The extracellular acidification rate (ECAR, Figure 6A), an indicator of anaerobic glycolysis, was also calculated from OCR experiments (Figure 5). Increased basal ECAR (Figure 6B) and maximal glycolysis (Figure 6C) were found in PS2–/– neurons, compared to WT, while the glycolytic reserve (defined as the difference between ECAR induced by oligomycin addition and basal ECAR; Figure S5A) presented no differences between the two genotypes. According to these data, a lower OCR/ECAR ratio was calculated for neurons lacking PS2 (Figure S5B).
These results are substantially different from those obtained previously in cortical neurons from B6.152H mice, in which, compared to WT cells, a decreased basal and maximal ECAR as well as a reduced glycolytic reserve have been observed [16].
Using ECAR and OCR data, an indirect estimation of the rate of ATP production within the cell can be performed [23,24]. According to this calculation, PS2–/– neurons displayed no significant difference in total ATP production compared to WT cells (Figure 6D). However, in PS2–/– neurons, glycolytic ATP was increased (Figure 6E), while oxygen-linked ATP production appeared partially decreased (Figure 6F), suggesting a modest metabolic switch towards glycolysis in these cells (Figure 6G).
3.2.4. Key Proteins in the Regulation of Glycolysis, Krebs Cycle and Oxidative Phosphorylation
To obtain some mechanistic insights into the mitochondrial phenotype found in PS2–/– neurons, the protein levels of multiple enzymes and transporters linked to mitochondrial metabolism and bioenergetics were also investigated.
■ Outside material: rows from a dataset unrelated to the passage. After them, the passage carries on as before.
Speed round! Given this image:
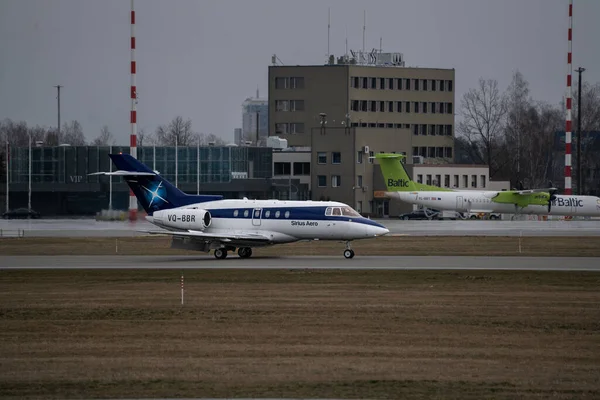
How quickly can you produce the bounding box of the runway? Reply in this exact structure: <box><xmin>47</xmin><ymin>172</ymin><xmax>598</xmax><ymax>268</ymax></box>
<box><xmin>0</xmin><ymin>219</ymin><xmax>600</xmax><ymax>237</ymax></box>
<box><xmin>0</xmin><ymin>255</ymin><xmax>600</xmax><ymax>271</ymax></box>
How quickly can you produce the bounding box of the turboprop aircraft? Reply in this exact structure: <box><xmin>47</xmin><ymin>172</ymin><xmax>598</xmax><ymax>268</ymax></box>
<box><xmin>374</xmin><ymin>153</ymin><xmax>600</xmax><ymax>216</ymax></box>
<box><xmin>92</xmin><ymin>154</ymin><xmax>389</xmax><ymax>259</ymax></box>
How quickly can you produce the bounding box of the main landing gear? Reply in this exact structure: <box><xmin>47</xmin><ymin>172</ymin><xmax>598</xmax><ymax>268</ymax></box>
<box><xmin>344</xmin><ymin>242</ymin><xmax>354</xmax><ymax>258</ymax></box>
<box><xmin>215</xmin><ymin>247</ymin><xmax>252</xmax><ymax>260</ymax></box>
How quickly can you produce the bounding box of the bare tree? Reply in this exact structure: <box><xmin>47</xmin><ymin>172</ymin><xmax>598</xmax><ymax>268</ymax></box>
<box><xmin>457</xmin><ymin>78</ymin><xmax>506</xmax><ymax>178</ymax></box>
<box><xmin>62</xmin><ymin>120</ymin><xmax>85</xmax><ymax>146</ymax></box>
<box><xmin>0</xmin><ymin>118</ymin><xmax>29</xmax><ymax>147</ymax></box>
<box><xmin>156</xmin><ymin>116</ymin><xmax>195</xmax><ymax>146</ymax></box>
<box><xmin>92</xmin><ymin>125</ymin><xmax>115</xmax><ymax>146</ymax></box>
<box><xmin>505</xmin><ymin>70</ymin><xmax>536</xmax><ymax>181</ymax></box>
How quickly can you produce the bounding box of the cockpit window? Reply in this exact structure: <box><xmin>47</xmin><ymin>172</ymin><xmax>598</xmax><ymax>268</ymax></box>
<box><xmin>342</xmin><ymin>207</ymin><xmax>361</xmax><ymax>217</ymax></box>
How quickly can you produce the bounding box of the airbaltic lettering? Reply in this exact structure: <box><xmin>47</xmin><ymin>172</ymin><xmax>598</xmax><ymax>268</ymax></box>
<box><xmin>552</xmin><ymin>197</ymin><xmax>583</xmax><ymax>207</ymax></box>
<box><xmin>388</xmin><ymin>179</ymin><xmax>408</xmax><ymax>187</ymax></box>
<box><xmin>167</xmin><ymin>214</ymin><xmax>196</xmax><ymax>222</ymax></box>
<box><xmin>292</xmin><ymin>221</ymin><xmax>319</xmax><ymax>226</ymax></box>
In particular, we measured the protein levels of: (i) hexokinase-1 (HK1), the first enzyme of glycolysis, a key protein that, by dynamically associating with the mitochondrial protein VDAC, coordinates cytosol-mitochondria metabolic cross-talk (Figure S6A); (ii) glucose transporter 3 (GLUT3), a protein specifically devoted to the transport of glucose across the PM in neurons (Figure S6B); (iii) mitochondrial pyruvate carrier (MPC), MPC1 (Figure S6C) and MPC2 subunits (Figure S6D), a protein that transports pyruvate into the mitochondrial matrix; (iv) lactate dehydrogenase (LDH), a key enzyme linking glycolysis and mitochondrial respiration (Figure S6E).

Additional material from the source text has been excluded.